Namun puncak badai yang terbesar dan paling dahsyat juga terus-menerus muncul dengan kerlap-kerlip sinar gamma yang sangat mengerikan. Østgaard dan rekan-rekannya membandingkan awan yang mendidih dengan sinar gamma dengan sepanci air dengan titik didih rendah. Cahaya tersebut dapat bertahan selama beberapa menit, dan pelepasan energi yang konstan dapat mencegah badai berkembang menjadi semburan sinar gamma yang lebih dramatis.
Instrumen pesawat mata-mata juga merekam dua jenis kilatan sinar gamma yang sebelumnya tidak diketahui di awan: semburan radiasi yang sangat pendek dan terang yang tidak terjadi bersamaan dengan petir. Salah satunya adalah rangkaian kedipan singkat, berkedip secara berurutan dan berlangsung sekitar sepersepuluh detik. Østgaard dan rekan-rekannya menjulukinya sebagai “kilatan sinar gamma yang berkedip-kedip”.
“Mereka hampir mustahil untuk dideteksi dari luar angkasa,” kata fisikawan luar angkasa Universitas Bergen Martino Marisaldi, salah satu penulis penelitian tersebut, dalam sebuah pernyataan baru-baru ini. “Tetapi ketika Anda terbang pada ketinggian 12,5 mil, Anda berada sangat dekat sehingga Anda dapat melihatnya.”

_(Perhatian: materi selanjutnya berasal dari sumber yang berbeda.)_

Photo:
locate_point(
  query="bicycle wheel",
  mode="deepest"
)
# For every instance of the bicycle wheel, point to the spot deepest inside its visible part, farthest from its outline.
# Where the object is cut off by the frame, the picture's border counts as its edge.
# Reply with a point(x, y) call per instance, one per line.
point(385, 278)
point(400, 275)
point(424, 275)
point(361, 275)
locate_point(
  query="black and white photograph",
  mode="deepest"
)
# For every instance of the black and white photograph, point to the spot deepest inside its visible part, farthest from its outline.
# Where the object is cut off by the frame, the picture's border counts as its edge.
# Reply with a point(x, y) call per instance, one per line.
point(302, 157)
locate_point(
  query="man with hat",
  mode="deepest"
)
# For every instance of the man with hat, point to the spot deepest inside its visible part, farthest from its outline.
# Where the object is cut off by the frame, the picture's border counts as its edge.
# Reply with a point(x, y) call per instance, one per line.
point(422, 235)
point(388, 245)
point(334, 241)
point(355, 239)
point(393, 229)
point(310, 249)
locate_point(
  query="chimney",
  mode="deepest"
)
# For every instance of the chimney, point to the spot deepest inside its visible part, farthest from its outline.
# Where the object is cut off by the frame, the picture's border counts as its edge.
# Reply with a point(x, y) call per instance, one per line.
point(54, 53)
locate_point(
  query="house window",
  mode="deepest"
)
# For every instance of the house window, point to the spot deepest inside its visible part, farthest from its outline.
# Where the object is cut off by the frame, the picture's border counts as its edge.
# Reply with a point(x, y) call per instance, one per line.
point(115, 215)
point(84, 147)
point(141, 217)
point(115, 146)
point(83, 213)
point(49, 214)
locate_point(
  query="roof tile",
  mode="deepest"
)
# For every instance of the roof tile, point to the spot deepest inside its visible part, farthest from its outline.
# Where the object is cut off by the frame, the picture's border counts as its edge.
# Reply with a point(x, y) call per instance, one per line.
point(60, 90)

Penemuan baru lainnya adalah ledakan sinar gamma yang sangat cepat, yang dilepaskan hanya dalam seperseribu detik.
“Dua bentuk baru radiasi gamma itulah yang menurut saya paling menarik,” kata Cummer. “Sepertinya hal ini tidak ada hubungannya dengan munculnya kilatan petir. Entah bagaimana mereka muncul secara spontan. Ada petunjuk dalam data bahwa hal ini mungkin terkait dengan proses yang memicu kilatan petir, yang masih menjadi misteri bagi para ilmuwan.”